— Hiroshima mon amour.
— Oui. Je n’ai rien compris.
J’éclatai de rire.
— Ne t’inquiète pas, beaucoup de francophones ont vécu ce phénomène. Raison de plus pour aller à Hiroshima, inventai-je.
— Tu veux dire que si on lit ce livre à Hiroshima, on le comprend ?
— Sûrement, promulguai-je.
— C’est idiot. Je n’ai pas besoin d’aller à Venise pour comprendre Mort à Venise, ni à Parme pour lire La Chartreuse de Parme...

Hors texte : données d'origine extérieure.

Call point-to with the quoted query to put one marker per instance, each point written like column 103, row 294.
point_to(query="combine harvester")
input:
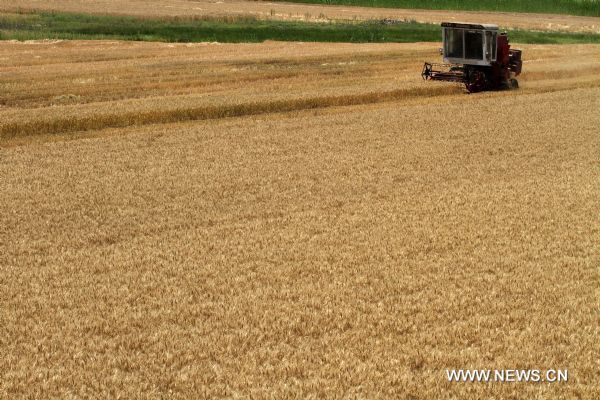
column 478, row 56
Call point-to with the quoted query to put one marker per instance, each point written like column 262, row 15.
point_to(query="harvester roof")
column 467, row 25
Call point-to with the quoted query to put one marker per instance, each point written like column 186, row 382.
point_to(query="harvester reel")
column 476, row 81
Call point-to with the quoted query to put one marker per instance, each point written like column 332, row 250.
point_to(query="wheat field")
column 310, row 12
column 293, row 220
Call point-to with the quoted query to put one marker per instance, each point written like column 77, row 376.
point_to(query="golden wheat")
column 311, row 12
column 336, row 252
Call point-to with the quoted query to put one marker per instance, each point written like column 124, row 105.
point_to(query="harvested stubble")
column 278, row 10
column 337, row 252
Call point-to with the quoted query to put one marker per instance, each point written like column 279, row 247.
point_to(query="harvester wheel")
column 476, row 82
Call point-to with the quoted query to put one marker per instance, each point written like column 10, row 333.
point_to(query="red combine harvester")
column 478, row 56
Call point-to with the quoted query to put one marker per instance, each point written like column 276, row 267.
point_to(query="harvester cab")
column 478, row 55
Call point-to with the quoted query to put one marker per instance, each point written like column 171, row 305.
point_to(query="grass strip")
column 572, row 7
column 54, row 25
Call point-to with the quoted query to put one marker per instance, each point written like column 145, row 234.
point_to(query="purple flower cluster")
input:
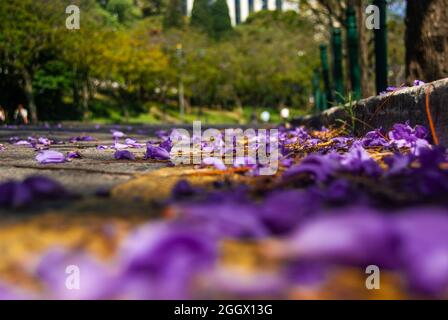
column 15, row 194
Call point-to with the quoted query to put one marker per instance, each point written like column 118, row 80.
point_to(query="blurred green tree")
column 174, row 16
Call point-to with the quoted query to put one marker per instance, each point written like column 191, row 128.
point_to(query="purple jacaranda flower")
column 287, row 162
column 13, row 140
column 357, row 160
column 245, row 161
column 403, row 135
column 183, row 189
column 161, row 261
column 162, row 134
column 90, row 279
column 50, row 156
column 119, row 146
column 306, row 273
column 81, row 139
column 45, row 188
column 167, row 144
column 215, row 162
column 9, row 292
column 354, row 236
column 423, row 250
column 282, row 211
column 155, row 152
column 124, row 155
column 374, row 139
column 321, row 167
column 73, row 155
column 398, row 163
column 117, row 134
column 133, row 143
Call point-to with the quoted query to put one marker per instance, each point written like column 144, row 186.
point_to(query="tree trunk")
column 30, row 95
column 426, row 40
column 367, row 87
column 85, row 99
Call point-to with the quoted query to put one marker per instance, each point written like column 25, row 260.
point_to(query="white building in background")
column 258, row 6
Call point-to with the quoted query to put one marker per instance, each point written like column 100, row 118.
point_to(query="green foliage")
column 125, row 11
column 200, row 16
column 221, row 24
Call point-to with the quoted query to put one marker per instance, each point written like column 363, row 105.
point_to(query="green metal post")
column 278, row 5
column 325, row 74
column 338, row 74
column 264, row 5
column 184, row 8
column 237, row 12
column 353, row 53
column 251, row 6
column 381, row 68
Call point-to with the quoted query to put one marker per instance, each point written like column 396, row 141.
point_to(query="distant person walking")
column 2, row 115
column 21, row 115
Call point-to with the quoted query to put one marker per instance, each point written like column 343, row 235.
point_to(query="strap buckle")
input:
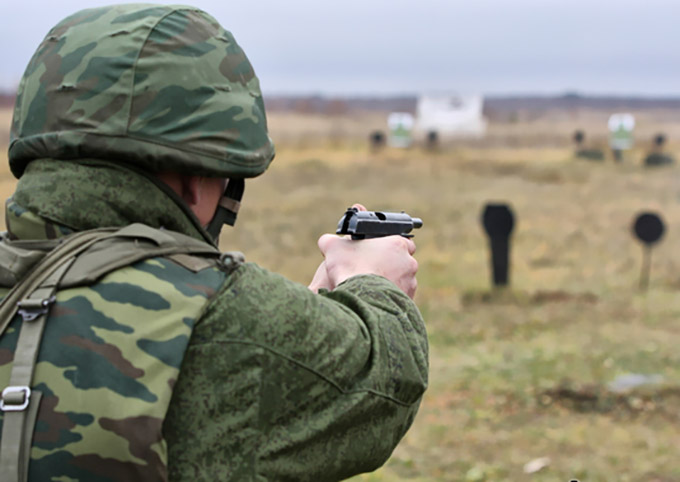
column 30, row 309
column 15, row 399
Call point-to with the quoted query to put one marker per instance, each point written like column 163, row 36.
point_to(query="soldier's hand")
column 320, row 279
column 391, row 257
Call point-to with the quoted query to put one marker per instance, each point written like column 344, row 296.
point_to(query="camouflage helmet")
column 160, row 88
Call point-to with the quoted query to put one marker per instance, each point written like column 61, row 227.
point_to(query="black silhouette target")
column 649, row 229
column 499, row 221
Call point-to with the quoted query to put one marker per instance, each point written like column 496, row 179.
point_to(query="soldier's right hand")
column 390, row 257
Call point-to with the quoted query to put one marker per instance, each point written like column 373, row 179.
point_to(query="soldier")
column 160, row 358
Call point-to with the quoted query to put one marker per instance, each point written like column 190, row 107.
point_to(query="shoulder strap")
column 35, row 293
column 80, row 259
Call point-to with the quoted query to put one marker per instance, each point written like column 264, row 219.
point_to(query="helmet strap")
column 228, row 207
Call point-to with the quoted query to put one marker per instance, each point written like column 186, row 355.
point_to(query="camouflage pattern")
column 160, row 87
column 109, row 360
column 282, row 384
column 87, row 194
column 276, row 382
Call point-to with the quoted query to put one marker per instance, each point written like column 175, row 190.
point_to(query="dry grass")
column 516, row 375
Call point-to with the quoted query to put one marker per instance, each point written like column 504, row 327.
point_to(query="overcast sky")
column 350, row 47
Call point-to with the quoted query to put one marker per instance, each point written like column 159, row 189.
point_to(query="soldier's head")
column 164, row 90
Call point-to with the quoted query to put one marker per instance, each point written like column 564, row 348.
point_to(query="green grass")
column 520, row 374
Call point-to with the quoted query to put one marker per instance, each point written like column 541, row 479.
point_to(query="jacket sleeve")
column 280, row 383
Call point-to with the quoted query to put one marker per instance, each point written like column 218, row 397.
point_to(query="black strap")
column 227, row 210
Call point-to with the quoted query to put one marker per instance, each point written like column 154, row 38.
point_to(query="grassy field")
column 520, row 375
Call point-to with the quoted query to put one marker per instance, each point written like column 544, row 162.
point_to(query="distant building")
column 400, row 125
column 451, row 115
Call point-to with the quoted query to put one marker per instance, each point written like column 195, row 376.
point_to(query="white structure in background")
column 621, row 127
column 400, row 125
column 451, row 115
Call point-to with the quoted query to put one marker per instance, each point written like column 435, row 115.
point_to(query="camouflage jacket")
column 193, row 375
column 276, row 382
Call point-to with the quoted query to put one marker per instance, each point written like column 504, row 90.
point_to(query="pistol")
column 375, row 224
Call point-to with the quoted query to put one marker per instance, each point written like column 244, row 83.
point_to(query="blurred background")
column 568, row 113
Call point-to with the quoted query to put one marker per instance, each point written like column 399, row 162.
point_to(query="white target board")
column 621, row 127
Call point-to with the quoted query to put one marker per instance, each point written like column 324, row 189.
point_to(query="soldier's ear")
column 191, row 190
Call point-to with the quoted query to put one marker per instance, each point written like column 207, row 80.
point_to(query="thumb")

Dès l’aéroport d’Hiroshima, j’eus une impression très spécifique : nous n’étions pas en 1989. Je ne savais plus en quelle année nous étions : certes, pas en 1945, mais cela ressemblait aux années cinquante ou soixante. Le choc atomique avait-il ralenti le cours du temps ? Les constructions modernes ne manquaient pas, les gens étaient habillés normalement, les véhicules ne différaient pas de ceux du Japon entier. C’était comme si, ici, les êtres vivaient plus fort qu’ailleurs. Habiter une ville dont le nom signifiait, pour la planète entière, la mort avait exalté en eux la fibre vivante ; il en résultait une impression d’optimisme qui recréait l’ambiance d’une époque où l’on croyait encore en l’avenir.
Ce constat m’atteignit au coeur. Je fus d’emblée bouleversée par cette ville à l’atmosphère déchirante de bonheur courageux.